Через две недели после того, как я отправил Дорне письмо, пришел ответ. Лучшего я не мог и ожидать. Она писала, что довольна, что я решил продвинуться на дипломатическом поприще и по возможности завести приятельские отношения со всеми прибывающими коммерсантами. Ни о каком «прощении» не стоило заводить и речи. Она ни в коем случае не собиралась осуждать меня за то, что я в случае, если Договор лорда Моры будет утвержден, постараюсь укрепить свое положение в Островитянии. Мысль об утверждении Договора была ей столь же ненавистна, как и то, что я могу отказаться от исполнения своего долга как истинного американца. Затем, покончив с этими вопросами, она с неожиданной легкостью перешла к подробному описанию своего сада, наших посадок, того, как на болотах наступает лето, и я до боли ясно представил себе уже такой знакомый Остров.
Я сразу же сочинил ответ, постаравшись с юмором описать визит мистера Лэтхема и хотя бы отчасти — ту красоту, которой, увы, я не мог вполне насладиться во время моих прогулок по дельте.
Девятого декабря вновь собирался Совет.
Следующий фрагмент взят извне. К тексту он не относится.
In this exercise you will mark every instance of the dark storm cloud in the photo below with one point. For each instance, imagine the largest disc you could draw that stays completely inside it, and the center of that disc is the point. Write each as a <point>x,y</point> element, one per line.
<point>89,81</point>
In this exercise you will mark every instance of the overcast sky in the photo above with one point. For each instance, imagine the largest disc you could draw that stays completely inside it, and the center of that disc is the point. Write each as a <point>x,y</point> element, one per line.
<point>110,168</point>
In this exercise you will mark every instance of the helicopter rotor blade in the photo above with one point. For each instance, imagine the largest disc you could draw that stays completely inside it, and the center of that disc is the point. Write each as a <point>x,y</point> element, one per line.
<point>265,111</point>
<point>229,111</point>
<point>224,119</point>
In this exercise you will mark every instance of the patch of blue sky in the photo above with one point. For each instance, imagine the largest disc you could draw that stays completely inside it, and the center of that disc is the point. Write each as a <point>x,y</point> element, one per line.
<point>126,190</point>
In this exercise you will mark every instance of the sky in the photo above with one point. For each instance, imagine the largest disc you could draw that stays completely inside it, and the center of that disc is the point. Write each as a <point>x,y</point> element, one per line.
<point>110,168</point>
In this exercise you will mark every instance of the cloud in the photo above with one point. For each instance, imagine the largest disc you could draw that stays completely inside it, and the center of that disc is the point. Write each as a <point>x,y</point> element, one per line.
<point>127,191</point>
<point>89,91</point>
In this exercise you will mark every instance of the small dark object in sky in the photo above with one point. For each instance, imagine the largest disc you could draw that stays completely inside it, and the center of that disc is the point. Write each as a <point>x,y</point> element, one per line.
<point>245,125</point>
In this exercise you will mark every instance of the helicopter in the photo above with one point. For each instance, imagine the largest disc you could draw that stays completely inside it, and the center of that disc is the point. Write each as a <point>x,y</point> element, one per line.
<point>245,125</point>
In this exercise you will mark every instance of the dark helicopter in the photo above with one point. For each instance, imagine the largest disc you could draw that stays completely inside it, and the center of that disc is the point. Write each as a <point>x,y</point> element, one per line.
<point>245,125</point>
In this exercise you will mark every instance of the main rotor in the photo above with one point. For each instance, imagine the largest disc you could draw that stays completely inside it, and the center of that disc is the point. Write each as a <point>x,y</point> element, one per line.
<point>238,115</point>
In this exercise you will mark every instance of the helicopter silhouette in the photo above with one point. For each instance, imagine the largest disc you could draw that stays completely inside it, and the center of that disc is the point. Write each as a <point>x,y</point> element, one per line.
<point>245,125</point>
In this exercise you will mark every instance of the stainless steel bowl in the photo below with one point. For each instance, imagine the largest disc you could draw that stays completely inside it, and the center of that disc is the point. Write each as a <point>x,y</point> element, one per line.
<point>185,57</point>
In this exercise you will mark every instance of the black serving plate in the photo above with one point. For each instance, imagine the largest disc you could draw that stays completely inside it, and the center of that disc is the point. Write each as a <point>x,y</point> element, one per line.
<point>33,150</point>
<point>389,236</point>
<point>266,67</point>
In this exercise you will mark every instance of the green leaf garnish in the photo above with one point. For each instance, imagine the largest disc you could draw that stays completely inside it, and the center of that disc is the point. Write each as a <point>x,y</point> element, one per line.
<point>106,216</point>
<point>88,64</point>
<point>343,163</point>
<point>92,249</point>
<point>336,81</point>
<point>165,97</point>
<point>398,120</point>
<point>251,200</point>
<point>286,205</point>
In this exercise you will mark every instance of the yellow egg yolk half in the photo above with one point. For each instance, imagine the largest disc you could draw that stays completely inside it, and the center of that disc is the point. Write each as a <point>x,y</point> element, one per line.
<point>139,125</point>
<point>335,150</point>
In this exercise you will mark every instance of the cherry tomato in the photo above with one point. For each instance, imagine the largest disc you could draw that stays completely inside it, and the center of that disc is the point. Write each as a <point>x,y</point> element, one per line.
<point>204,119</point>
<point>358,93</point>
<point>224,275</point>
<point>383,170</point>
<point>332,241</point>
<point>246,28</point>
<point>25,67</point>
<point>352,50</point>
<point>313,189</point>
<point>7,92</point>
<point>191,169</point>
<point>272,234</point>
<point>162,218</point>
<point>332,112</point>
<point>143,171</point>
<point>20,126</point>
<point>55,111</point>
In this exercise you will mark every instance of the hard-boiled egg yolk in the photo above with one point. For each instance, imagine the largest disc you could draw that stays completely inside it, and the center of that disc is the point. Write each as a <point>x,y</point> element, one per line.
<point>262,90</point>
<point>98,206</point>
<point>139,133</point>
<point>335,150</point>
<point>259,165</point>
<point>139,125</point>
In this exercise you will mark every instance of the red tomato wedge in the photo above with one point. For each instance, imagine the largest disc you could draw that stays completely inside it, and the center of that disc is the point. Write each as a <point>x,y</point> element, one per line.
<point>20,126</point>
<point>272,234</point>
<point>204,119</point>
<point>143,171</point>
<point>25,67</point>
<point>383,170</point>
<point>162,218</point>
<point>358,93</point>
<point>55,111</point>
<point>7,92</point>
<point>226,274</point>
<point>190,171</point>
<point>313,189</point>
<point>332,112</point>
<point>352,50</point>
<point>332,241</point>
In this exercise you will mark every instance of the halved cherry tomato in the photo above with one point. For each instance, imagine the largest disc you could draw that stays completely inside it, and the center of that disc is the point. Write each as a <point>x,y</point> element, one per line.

Как я уже говорил, декабрьское заседание считалось более значительным, чем июньское, собирало большее число участников, и на нем обсуждались вопросы внешней политики. Островитянская весна подходила к концу.
Завершался годовой цикл моей жизни в Островитянии. Цветы, распустившиеся к моему приезду, теперь были в бутонах. Мой сад должен был вот-вот зацвести, а те, что были видны мне через западную стену, уже пестрели желтым и синим, а кое-где красным.
Вечером восьмого, без предупреждения, появился Дорн. Я не сомневался, что он приедет, но совсем не ожидал, какую новость он привезет. Он сообщил мне ее почти сразу. Когда человек ждет оправдания или смертного приговора, а вместо этого ему сообщают об отсрочке, он испытывает одновременно облегчение и разочарование.